Christmas With Your Labrador: A Guide To The Lab Breeders Near You
by David R. Anderson
The following are some things I’ve learned from my years of working with dogs and their owners around the world:
1) There’s no such thing as a “good” lab mix.
Some are very good at what they do, while others aren’t so great. They all have strengths and weaknesses that make them perfect for certain jobs or not so much.
2) Labradors are wonderful family pets.
They’re loyal, affectionate, and love to play. However, they don’t always live up to their potential when it comes to work ethic or obedience training. (I’m looking at you Fox Red!)
3) Labradors can be trained to perform many tasks well.
If properly socialized and taught proper commands, they’ll do just fine in most situations.
4) Labradors are intelligent animals.
They learn quickly and adapt to new environments very easily. So if you want your dog to become a responsible member of the household, then you need to take care of him right from birth!
So here’s how I’d like to present this guide: Each section will include a brief description of the type of lab involved, along with links where readers can read more about each breed. It’s important to note that there are many different types of lab mixes out there. The ones I’ve chosen to highlight are dogs that resemble purebred labs the most and can be found in large numbers across North America.

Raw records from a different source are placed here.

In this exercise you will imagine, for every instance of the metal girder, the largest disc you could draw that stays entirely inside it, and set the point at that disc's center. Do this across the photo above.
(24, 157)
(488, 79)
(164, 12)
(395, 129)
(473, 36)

When it comes to breeding, not all dogs are created equal. When breeders decide which pairing would produce the “best” puppies, it’s important to remember that not all puppies from a litter will grow up looking the same or having the same skills as their parents. For this reason, it’s necessary to look at each type of lab mix as an individual dog with its own personality traits and physical attributes.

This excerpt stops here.